The root cause here seems to be a busy mountpoint: nestedpendingoperations.go:262] Operation for "\"kubernetes.io/secret/813cefa3-3483-11e7-b539-fa163ee9df62-aggregated-logging-fluentd-token-d4c7h\" (\"813cefa3-3483-11e7-b539-fa163ee9df62\")" failed. No retries permitted until 2017-05-09 07:52:34.252695141 +0000 UTC (durationBeforeRetry 2m0s). Error: UnmountVolume.TearDown failed for volume "kubernetes.io/secret/813cefa3-3483-11e7-b539-fa163ee9df62-aggregated-logging-fluentd-token-d4c7h" (volume.spec.Name: "aggregated-logging-fluentd-token-d4c7h") pod "813cefa3-3483-11e7-b539-fa163ee9df62" (UID: "813cefa3-3483-11e7-b539-fa163ee9df62") with: rename /var/lib/origin/openshift.local.volumes/pods/813cefa3-3483-11e7-b539-fa163ee9df62/volumes/kubernetes.io~secret/aggregated-logging-fluentd-token-d4c7h /var/lib/origin/openshift.local.volumes/pods/813cefa3-3483-11e7-b539-fa163ee9df62/volumes/kubernetes.io~secret/wrapped_aggregated-logging-fluentd-token-d4c7h.deleting~053939955: device or resource busy notice: device or resource busy
I filed https://bugzilla.redhat.com/show_bug.cgi?id=1450426 as a request for the docker team to add logging to get us more data when this happens.

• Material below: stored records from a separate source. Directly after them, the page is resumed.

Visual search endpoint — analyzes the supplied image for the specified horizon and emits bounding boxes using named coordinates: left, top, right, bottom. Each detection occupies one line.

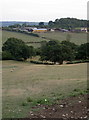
left=0, top=17, right=87, bottom=23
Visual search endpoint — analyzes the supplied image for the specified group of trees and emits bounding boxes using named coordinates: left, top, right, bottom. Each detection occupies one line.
left=40, top=40, right=77, bottom=64
left=2, top=38, right=35, bottom=61
left=48, top=18, right=88, bottom=29
left=2, top=37, right=89, bottom=64
left=40, top=40, right=89, bottom=64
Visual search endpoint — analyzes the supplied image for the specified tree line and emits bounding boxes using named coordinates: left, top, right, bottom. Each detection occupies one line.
left=48, top=18, right=88, bottom=29
left=2, top=37, right=89, bottom=64
left=2, top=18, right=89, bottom=30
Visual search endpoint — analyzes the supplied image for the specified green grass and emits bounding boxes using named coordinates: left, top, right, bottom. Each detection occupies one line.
left=2, top=30, right=49, bottom=48
left=1, top=30, right=87, bottom=49
left=2, top=60, right=87, bottom=118
left=37, top=31, right=87, bottom=45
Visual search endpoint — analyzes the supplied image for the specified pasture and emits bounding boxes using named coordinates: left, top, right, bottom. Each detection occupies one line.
left=1, top=30, right=88, bottom=118
left=2, top=30, right=87, bottom=48
left=2, top=60, right=87, bottom=118
left=36, top=31, right=87, bottom=45
left=2, top=30, right=49, bottom=48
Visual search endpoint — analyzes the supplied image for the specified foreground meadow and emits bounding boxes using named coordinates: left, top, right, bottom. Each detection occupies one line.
left=2, top=60, right=87, bottom=118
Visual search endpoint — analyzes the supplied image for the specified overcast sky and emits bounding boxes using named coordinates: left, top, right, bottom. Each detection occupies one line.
left=1, top=0, right=88, bottom=22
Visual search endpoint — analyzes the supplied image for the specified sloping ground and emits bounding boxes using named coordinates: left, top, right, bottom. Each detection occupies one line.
left=2, top=30, right=49, bottom=48
left=37, top=32, right=87, bottom=45
left=2, top=61, right=87, bottom=118
left=28, top=94, right=88, bottom=119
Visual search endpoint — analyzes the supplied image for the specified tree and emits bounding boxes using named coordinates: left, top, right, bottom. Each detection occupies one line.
left=48, top=21, right=54, bottom=28
left=9, top=24, right=21, bottom=28
left=61, top=40, right=78, bottom=61
left=76, top=43, right=89, bottom=60
left=48, top=18, right=87, bottom=29
left=22, top=22, right=27, bottom=27
left=2, top=37, right=34, bottom=61
left=39, top=22, right=44, bottom=27
left=40, top=40, right=76, bottom=64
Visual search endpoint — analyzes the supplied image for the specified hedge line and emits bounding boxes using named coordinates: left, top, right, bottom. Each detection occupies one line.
left=30, top=60, right=54, bottom=65
left=66, top=60, right=89, bottom=64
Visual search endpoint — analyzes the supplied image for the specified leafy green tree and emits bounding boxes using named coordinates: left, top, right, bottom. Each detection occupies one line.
left=2, top=51, right=13, bottom=60
left=48, top=21, right=54, bottom=28
left=61, top=40, right=78, bottom=60
left=76, top=43, right=89, bottom=60
left=2, top=37, right=34, bottom=61
left=40, top=40, right=76, bottom=64
left=48, top=18, right=87, bottom=29
left=39, top=22, right=44, bottom=27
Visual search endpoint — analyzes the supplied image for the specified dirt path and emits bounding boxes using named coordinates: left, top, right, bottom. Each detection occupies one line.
left=28, top=94, right=88, bottom=119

For now, there is not much we can do here unless you can reproduce and/or collect the data requested in comment #3.
I'm going to close this as WONTFIX. We know about some busy mount issues. I can't immediately identify which this likely was, but if we reproduce please reopen or open a new bug. Thank you! I'm sorry we were so slow to try to collect more data.